Saturday, October 11, 2014

Class of 2014: SOAHC Estate Wines






Photo: SOAHC's Kim McLaughlin and Jamie Fochuk, with the next generation. Courtesy SOAHC Estate Wines

SOAHC is the first winery in British Columbia to be biodynamic from its inception.

Proprietor Jamie Fochuk, in developing the vineyard at Fruitvale (southeast of Trail), tapped the expertise of two French consultants: Philippe Armenier, a biodynamic farming consultant, and Alain Sutre, a Bordeaux winemaking consultant. The mineral spine in the winery’s debut releases, as well as the winemaking, reflects that expertise.

Here is the profile of the winery from my recently published John Schreiner’s Okanagan Wine Tour Guide.

Let’s clear up the name first: it is nothing more than “chaos” spelled backwards. Proprietor Jamie Fochuk explains that it is an allusion to the biodynamic viticultural practices in his vineyard.

Born in Edmonton in 1973, Jamie grew up in a farming family. After a post high school stint on the ski hills at Lake Louise, he decided to get “a real job,” and moved to Ontario wine country (his father was living in St. Catherines). When a basic viticulture course at the University of Guelph revealed an aptitude for grape growing, Jamie found a job in 1996 with Klaus Reif, a leading Niagara vintner.

Eventually, Jamie was torn between a desire to continue studies at Brock University, where he was doing well, or moving to the Okanagan. The practical-minded Klaus advised that “you will learn more behind a press than at school” and recommended him to Harry McWatters. Jamie immersed himself in viticulture at a succession of Okanagan wineries including Hawthorne Mountain Vineyards, Stag’s Hollow Winery and Black Hills Estate Winery.

He began his search for suitable vineyard land with several years of climate study. A property near Fairview Cellars was appealing but too expensive. Then his research led him to the Columbia Valley southeast of Trail. The Columbia Gardens Vineyard had opened here in 2001, giving credibility to growing grapes in the valley. In 2006, Jamie and his partner, Kim McLaughlin, bought a nearby hillside property with excellent climate and soil properties. Detailed soil analysis revealed, as Jamie expected, no negative impact from the Trail refinery. “I know that giant molecules of heavy metals can’t float in the air,” he says. “We are a long way away. The one question would be the Columbia River, but our water comes off the mountains.”

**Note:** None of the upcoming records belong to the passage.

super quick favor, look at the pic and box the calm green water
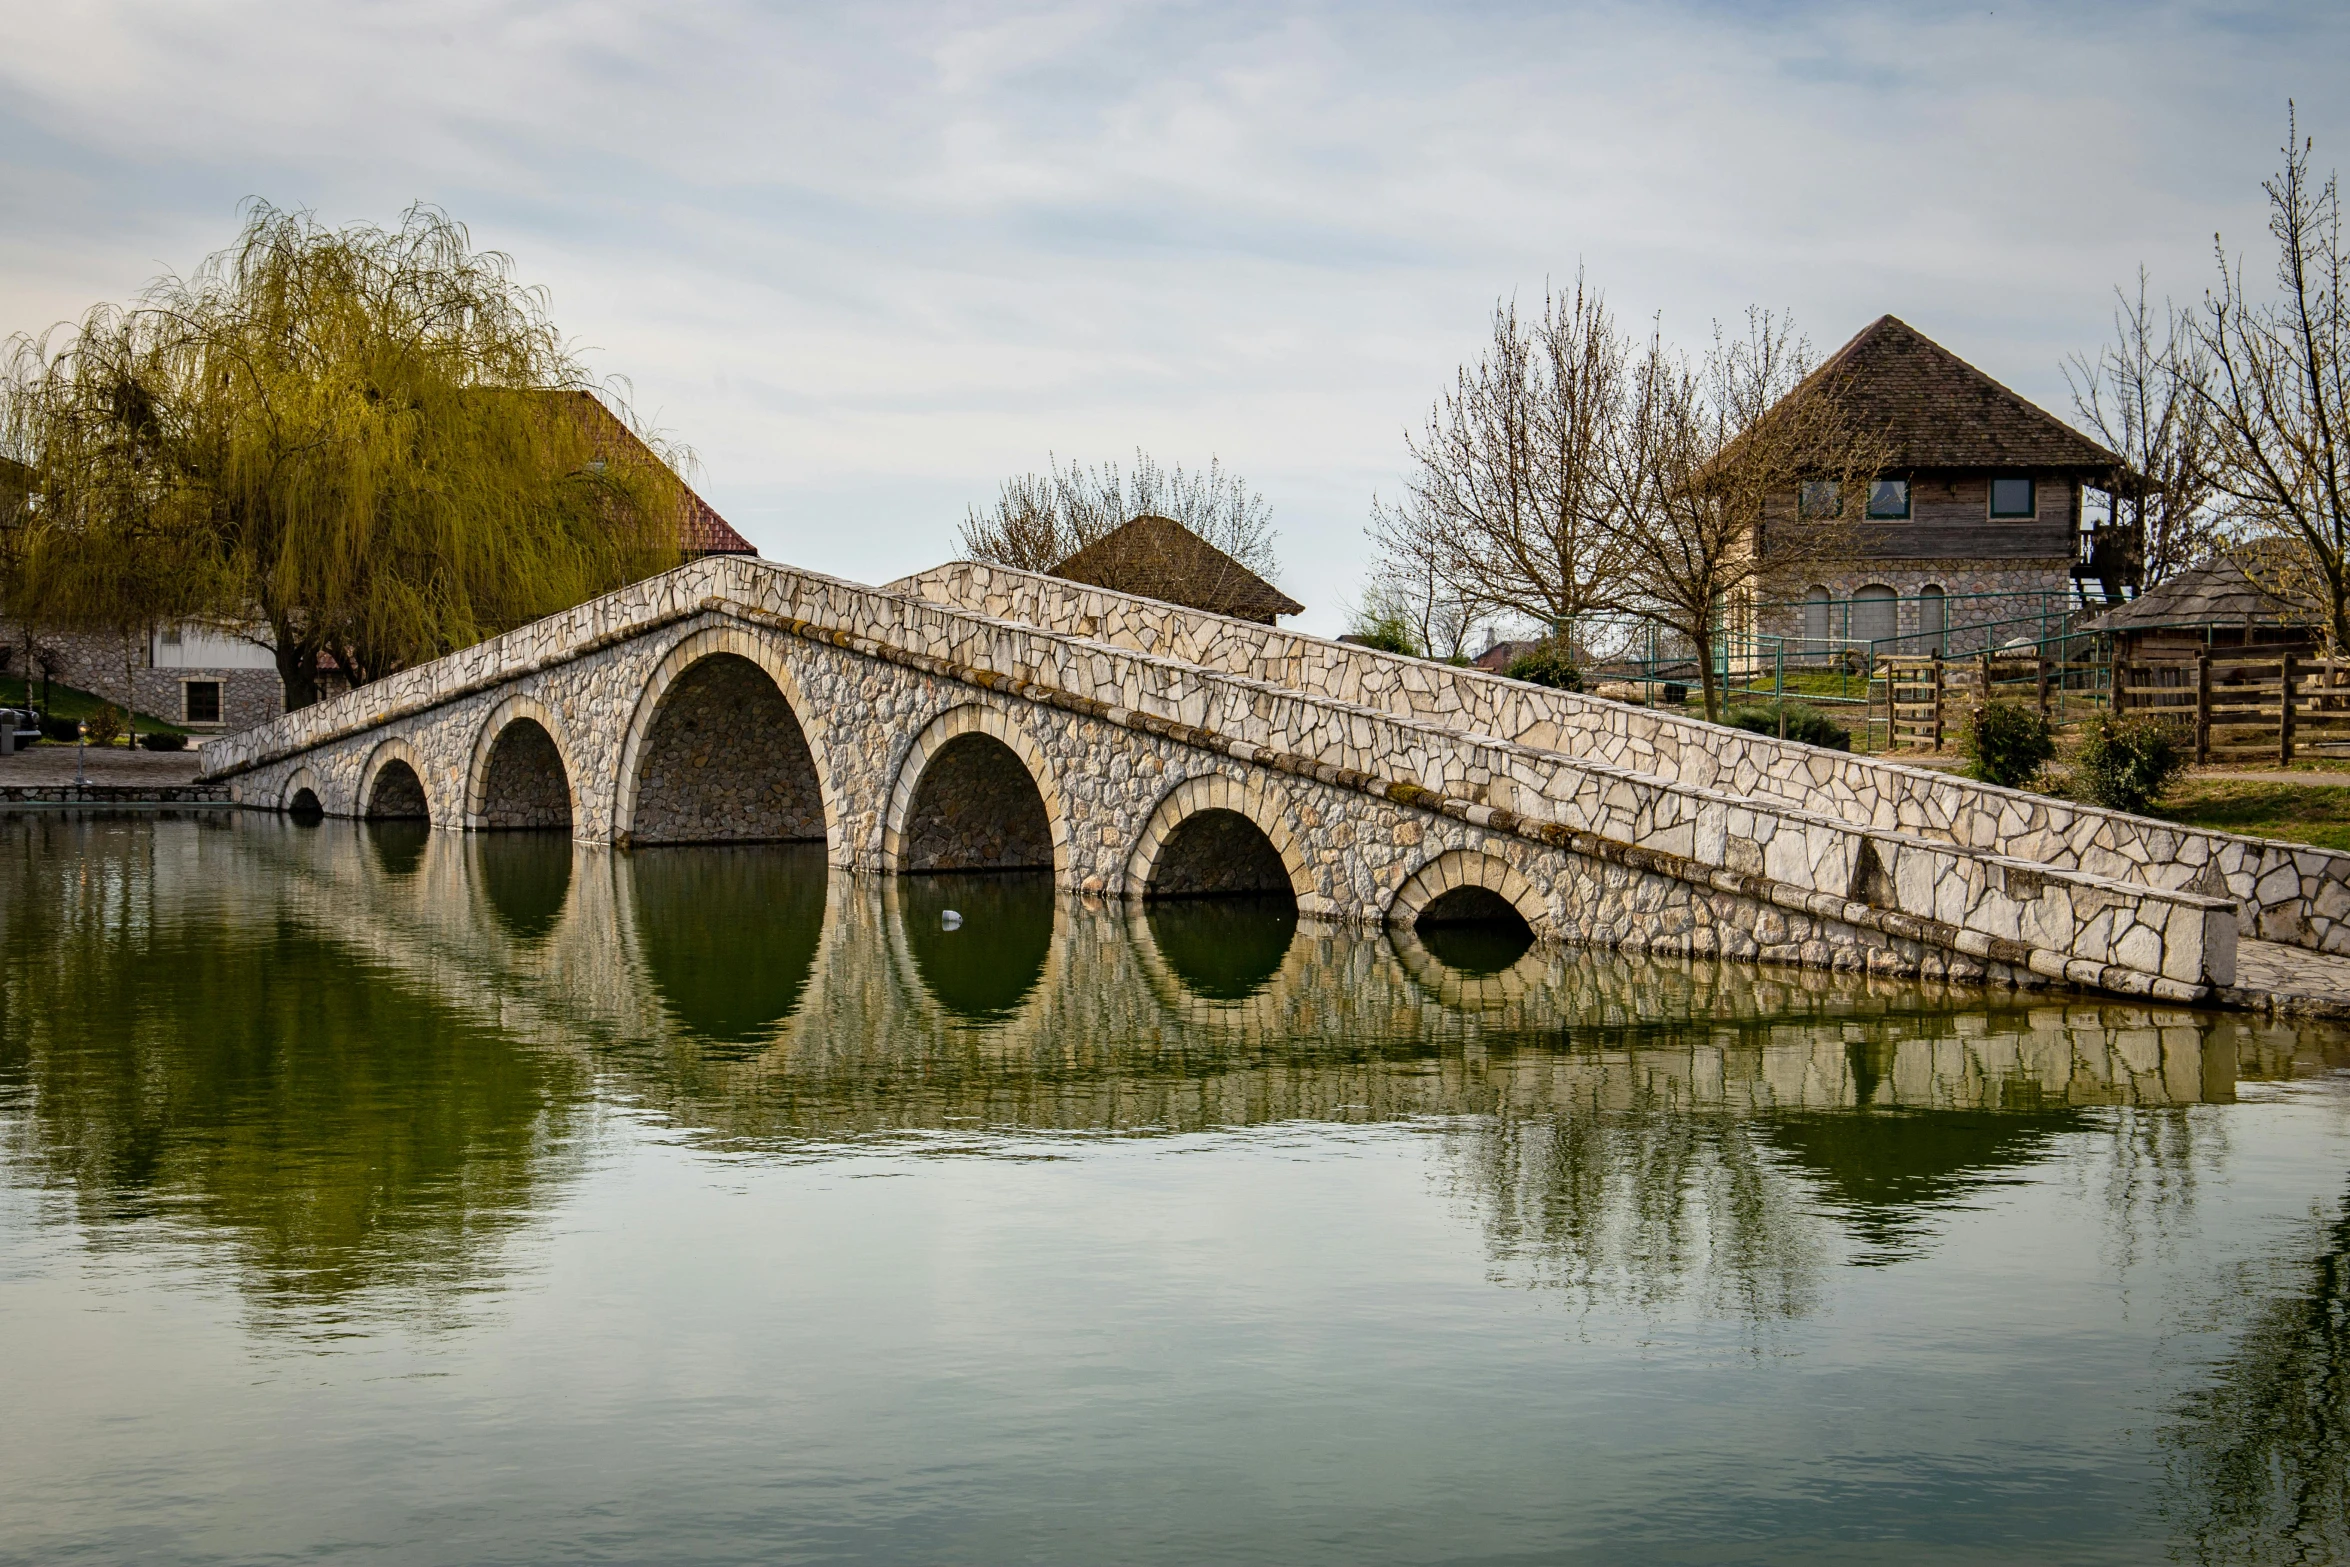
[3,814,2349,1566]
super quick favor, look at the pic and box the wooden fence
[1879,653,2055,753]
[2114,653,2350,764]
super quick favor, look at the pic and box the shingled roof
[555,391,757,558]
[1790,315,2123,473]
[1051,514,1302,624]
[2088,555,2309,633]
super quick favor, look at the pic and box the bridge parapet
[897,560,2348,959]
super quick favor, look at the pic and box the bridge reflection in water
[2,813,2341,1333]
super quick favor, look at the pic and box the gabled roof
[1051,514,1302,622]
[2088,554,2308,633]
[1791,315,2123,473]
[554,391,756,557]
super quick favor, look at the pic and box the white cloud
[1,0,2341,629]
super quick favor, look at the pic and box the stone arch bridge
[199,553,2291,1005]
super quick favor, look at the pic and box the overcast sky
[2,1,2343,632]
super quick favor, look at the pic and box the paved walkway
[2225,937,2350,1017]
[2194,770,2350,787]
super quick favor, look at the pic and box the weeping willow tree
[2,203,685,709]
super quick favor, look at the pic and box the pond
[2,813,2348,1565]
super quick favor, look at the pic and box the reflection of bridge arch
[1124,773,1317,911]
[358,737,434,823]
[466,695,580,833]
[614,627,835,848]
[1386,921,1555,1014]
[1387,848,1550,937]
[880,702,1068,878]
[879,873,1063,1032]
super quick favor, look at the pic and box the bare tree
[1357,535,1491,662]
[1610,310,1886,721]
[2195,108,2350,648]
[1370,276,1633,644]
[958,449,1278,577]
[2066,270,2218,589]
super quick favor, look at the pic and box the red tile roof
[556,391,756,557]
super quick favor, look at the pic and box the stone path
[2225,937,2350,1017]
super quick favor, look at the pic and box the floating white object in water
[941,910,963,931]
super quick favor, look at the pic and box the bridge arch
[466,696,578,833]
[614,626,834,848]
[881,703,1067,876]
[1125,773,1315,908]
[1386,848,1549,938]
[358,738,433,823]
[280,766,325,821]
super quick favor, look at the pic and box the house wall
[1,623,285,732]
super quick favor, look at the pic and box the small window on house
[160,625,183,646]
[1866,479,1911,519]
[184,680,222,725]
[1799,481,1842,519]
[1990,477,2036,518]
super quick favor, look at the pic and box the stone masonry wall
[899,734,1053,871]
[199,557,2236,1000]
[479,720,573,830]
[629,653,825,844]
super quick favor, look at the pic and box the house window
[183,680,222,725]
[1799,481,1842,519]
[1990,477,2036,517]
[1866,479,1911,520]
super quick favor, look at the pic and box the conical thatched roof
[2088,555,2307,632]
[1051,514,1302,623]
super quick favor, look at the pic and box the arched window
[1917,584,1946,655]
[1851,584,1897,649]
[1802,585,1831,657]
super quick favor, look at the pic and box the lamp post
[76,718,87,787]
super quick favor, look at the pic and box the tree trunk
[274,631,320,712]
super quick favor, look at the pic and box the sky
[2,1,2344,635]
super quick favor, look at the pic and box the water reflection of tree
[2163,1178,2350,1565]
[1444,1086,1830,1325]
[0,816,588,1330]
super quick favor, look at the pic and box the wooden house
[1755,316,2130,658]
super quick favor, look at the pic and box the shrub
[1724,700,1850,751]
[2075,710,2187,815]
[1341,611,1419,656]
[139,731,189,752]
[1505,641,1582,691]
[39,715,78,743]
[1964,699,2056,788]
[82,705,124,746]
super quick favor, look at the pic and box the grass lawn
[0,676,189,737]
[2155,777,2350,852]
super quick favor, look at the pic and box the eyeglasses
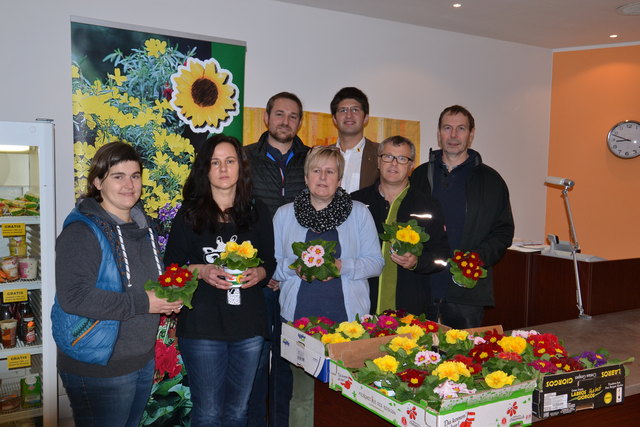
[336,106,362,115]
[379,154,413,164]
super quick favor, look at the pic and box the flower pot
[224,267,244,288]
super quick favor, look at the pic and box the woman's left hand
[240,266,267,289]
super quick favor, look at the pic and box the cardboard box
[533,364,625,418]
[330,361,535,427]
[281,322,331,382]
[280,322,406,382]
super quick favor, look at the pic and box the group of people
[53,87,513,427]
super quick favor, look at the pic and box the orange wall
[547,45,640,260]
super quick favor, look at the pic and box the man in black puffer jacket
[244,92,309,427]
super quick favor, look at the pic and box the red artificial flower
[468,342,497,364]
[293,318,311,330]
[397,369,428,387]
[452,354,482,375]
[410,318,439,333]
[155,340,182,381]
[497,352,523,362]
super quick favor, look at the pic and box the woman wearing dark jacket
[164,134,275,426]
[55,142,182,427]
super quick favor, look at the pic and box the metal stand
[562,186,591,319]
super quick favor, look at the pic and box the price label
[1,223,26,237]
[7,354,32,369]
[2,289,28,303]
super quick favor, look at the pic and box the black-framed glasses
[379,154,413,164]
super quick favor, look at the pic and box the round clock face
[607,120,640,159]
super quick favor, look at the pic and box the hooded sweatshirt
[55,198,161,377]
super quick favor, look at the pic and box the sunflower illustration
[170,58,239,133]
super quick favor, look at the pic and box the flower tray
[532,364,625,419]
[329,360,536,427]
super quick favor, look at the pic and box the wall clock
[607,120,640,159]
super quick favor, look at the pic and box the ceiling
[277,0,640,49]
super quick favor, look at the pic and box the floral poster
[71,18,246,425]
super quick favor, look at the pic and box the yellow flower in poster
[145,39,167,58]
[108,68,127,86]
[72,65,80,79]
[170,58,239,133]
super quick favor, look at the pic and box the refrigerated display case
[0,121,55,426]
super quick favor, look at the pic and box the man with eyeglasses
[352,136,449,315]
[411,105,514,329]
[330,87,379,193]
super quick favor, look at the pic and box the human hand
[199,264,233,290]
[146,290,183,316]
[391,252,417,270]
[240,267,266,289]
[267,278,280,291]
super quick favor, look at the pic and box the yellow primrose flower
[498,336,527,355]
[396,324,425,341]
[226,241,240,253]
[485,371,516,389]
[399,314,415,324]
[388,336,419,353]
[445,329,469,344]
[432,361,471,382]
[336,321,366,339]
[237,241,257,258]
[321,333,351,345]
[373,355,399,373]
[145,38,167,57]
[220,252,228,260]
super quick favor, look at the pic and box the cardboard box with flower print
[281,322,411,383]
[330,360,536,427]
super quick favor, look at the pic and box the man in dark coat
[411,105,514,329]
[352,135,449,315]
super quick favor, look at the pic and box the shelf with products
[0,121,54,426]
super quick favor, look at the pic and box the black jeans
[428,297,484,329]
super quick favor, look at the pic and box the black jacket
[410,149,514,306]
[351,183,450,315]
[244,131,310,217]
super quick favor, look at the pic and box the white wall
[1,0,551,241]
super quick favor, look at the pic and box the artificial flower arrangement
[379,219,430,256]
[213,240,263,285]
[145,264,199,309]
[352,326,631,411]
[447,250,487,288]
[289,239,340,282]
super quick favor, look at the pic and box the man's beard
[269,126,295,144]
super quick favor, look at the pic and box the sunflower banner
[71,17,246,426]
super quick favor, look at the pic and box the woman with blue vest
[53,141,183,427]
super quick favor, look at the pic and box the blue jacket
[51,208,123,366]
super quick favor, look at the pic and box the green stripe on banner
[211,42,246,141]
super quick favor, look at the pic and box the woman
[273,145,384,427]
[163,134,275,426]
[54,141,183,427]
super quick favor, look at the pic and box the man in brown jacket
[330,87,379,193]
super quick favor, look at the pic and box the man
[330,87,379,193]
[411,105,514,329]
[244,92,309,427]
[352,136,449,315]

After clearing the trees and making biodynamic amendments to the soil, Jamie in 2010 planted Chardonnay and Riesling on the vineyard’s 2.7 hectare (6.7 acre) lower terrace. He followed that by planting Pinot Noir, Gamay and Siegerrebe on the 4.85 hectare (12 acre) middle terrace. A three hectare upper terrace remains to be planted. In his planting decisions, he has taken advice from Alain Sutre, the Bordeaux consultant who works with leading Okanagan wineries.

With no farm building yet converted to a winery, Jamie began making his wines at the Synchromesh Winery in Okanagan Falls, producing about 30 cases in 2012 and 400 cases in 2013. When a winery opens here, Jamie says the tasting room likely will resemble the original Black Hills wine shop – a plank across two barrels.

SOAHC Estate Winery
392 Columbia Gardens Road
Fruitvale BC V1R 4W6
T 250.367.7594

Here are notes on the two wines just released.

SOAHC Riesling 2013 ($23.50). Here is a tingling Riesling with laser focussed acidity and 9.5% alcohol. The wine starts with aromas of lemon and herbs and delivers flavours of lime, green apples and herbs with a backbone of minerals. This wine really should be cellared for another two to three years to let the acidity settle down and to allow the nascent complexity emerge. 88.



SOAHC Chardonnay 2013 ($26.50). This wine begins with good aromas of citrus and green apples subtly supported by French oak. On the palate, the wine has the brightness of Chablis, with flavours of grapefruit and apple wrapped around a spine of minerals. 89.